Ölünceye kadar Mustafa Kemâl'e taabbüde devâm etti…

***    

 Hsan Âli, 1932 ilâ 1937 senelerinde toplam 22 def'a (Mehmet Soydan, “Atatürk'ün Sofrasına Çağrılı Olanlar”, Milliyet, 12.11.1981, s. 7) “Yarı İlâh”ın işret sofralarına dâvet edilecek kadar onun iltifâtına mazhar olmuş birisiydi. Sonuna kadar da hep sâdık bir kul olarak kaldı…

Hakkında belki hüsn-i zan besliyenler bulunsa da, 10 Nisan 1925'de Vefâ Mahfili'nde tekrîs edilen, Masonluktan ve onda mündemic Kemalizmden ömür boyu teberrî etmiyen (ettiğine dâir hiçbir delîle tesâdüf olunmıyan) Hasan Âli Yücel, 26 Şubat 1961'de, İstanbul'da, bir Münkir olarak ölmüştür.  

 3_13

Masonların kendisiyle pek çok iftihâr ettiği -1939/1946 senelerinin- Maârif Vekîli Hasan Âli Yücel, 10 Nisan 1925'de Vefâ Mahfili'nde tekrîs edilmişti. (Bu Mason mecmûasında, Sabataî Mason İsmail İşmen'in onun hakkında bir makalesi münderic bulunuyor: “Hasan-Âli Yücel; Hayatı ve Zamanı”, Tesviye; Hür ve Kabul Edilmiş Masonlar Büyük Locasının Aylık Dergisidir, Şubat 1996, cilt 4, sayı 20, ss. 7-11.)
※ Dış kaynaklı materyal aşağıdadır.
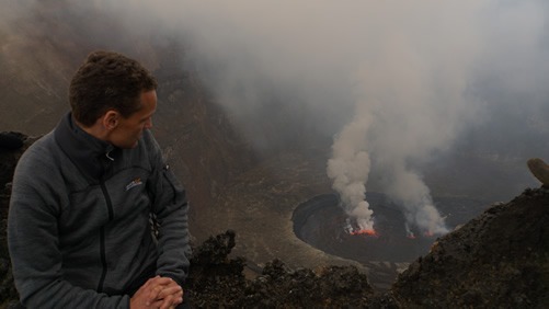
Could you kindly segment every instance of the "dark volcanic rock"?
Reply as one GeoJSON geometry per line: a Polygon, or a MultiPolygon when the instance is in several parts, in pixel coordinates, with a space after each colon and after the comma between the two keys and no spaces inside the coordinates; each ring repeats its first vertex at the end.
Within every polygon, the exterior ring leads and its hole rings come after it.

Mustafa Kemâl hakkında, onun ölümünü tâkîb eden günlerde kaleme aldığı “Güneş Battı” başlıklı makalesinde, “O, bizim için bir yarı ilâhtır… O'ndan geldik, O'na gitmekteyiz… O'nun için doğmuşuz, O'nun izinde öleceğiz…” diyordu…

Alenen ne Masonluktan, ne de Kemalizmden teberrî etti ve bir Münkir olarak öldü…

***

Şiddetli münâkaşa akşamının evveliyâtı

Bâhusûs 1936 senesinden îtibâren “Tek Adam” ile “Râdife”si arasında bâzı mühim mevzûlarda ihtilâf olmuş, bunlar, için için biriken karşılıklı bir infiâl hâletirûhiyesiyle, 18 Eylûl 1937 akşamı, bir atışma ve âdetâ bir restleşme hâlinde patlak vermişti.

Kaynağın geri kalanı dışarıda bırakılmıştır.